Тут. Поскольку что значит «он»? Он очевидно не женщина, но вместе с тем ему как-то удавалось практически не отличаться от женщины. Некоторые из парней, игравших девушек (не только в спектаклях, как узнал Эдди, но и во время серьезных танцев и чаепитий, время от времени проводимых в лагере), перенимали женские повадки, брили руки, ноги, мастерили из чего-то губную помаду и румяна, но Лео, несмотря на большой крючковатый нос и волосатые руки, требовалось лишь придать немного плавности суставам, позвоночнику, лишь осторожно поводить пальцами, и он превращался в одинокую, манерную, порывистую официантку в кафе на аризонской заправке. Следя за действием, Эдди почти чувствовал жар пустыни, запах жира от фритюрницы.

Эдди потом искал Лео, но почти не узнал его, когда они оказались вместе на помывке, несмотря на нос.

– Ты великолепно играл, – рискнул он. – Был раньше актером?

– Нет, стрелком-бомбардиром.

– Я имею в виду до раньше.

– Я понял, что ты имеешь в виду. Только в снах. У меня не хватало духа на пробы даже в школе. Но здесь почему бы и нет? Что я теряю?

– Ты потрясающий. Мой сосед сказал, что настоящие девушки могли бы кое-чему у тебя поучиться.

Лео сжал губы:

– Им нравится так говорить.

– Наверное, безобидная шутка, – осторожно предположил Эдди.

Лео коротко, вежливо улыбнулся:

– Может быть.

– Отчаянные времена, отчаянные решения?

– Для некоторых.

Эдди понизил голос почти до шепота:

– Бедолаги.

* * *

Его самолет подбил «мессершмитт», загорелся двигатель. Когда пилот велел прыгать, второй пилот и хвостовой стрелок уже погибли, их застрелили. Стрелок-бомбардир прыгнул первым – из того же отверстия, из которого сбросил столько бомб, – потом радист, потом Эдди. Странно было погружаться в небо в одном своем теле, без капсулы в виде самолета, падая посреди зенитных снарядов, пуль, гудящих двигателей, огня. Эдди дернул за вытяжное кольцо.

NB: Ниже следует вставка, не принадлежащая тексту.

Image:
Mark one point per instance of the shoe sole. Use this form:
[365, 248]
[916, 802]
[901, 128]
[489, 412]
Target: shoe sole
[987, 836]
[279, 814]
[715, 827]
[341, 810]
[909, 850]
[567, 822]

Радиста застрелили, когда он раскачивался на парашюте, а что сталось с пилотом и другими членами экипажа, Эдди не знал. Эдди и бомбардира задержали во Франкфурте, допросили, а оттуда Эдди переправили в лагерь на побережье Балтийского моря. Когда заключенные шли от поезда к лагерным воротам, люди, столпившиеся на обочине, улюлюкали им, показывали, как будут их вешать и расстреливать.

* * *

– Не понимаю, почему я больше женщина, чем женщина, – сказал Лео Эдди через месяц после того, как они познакомились.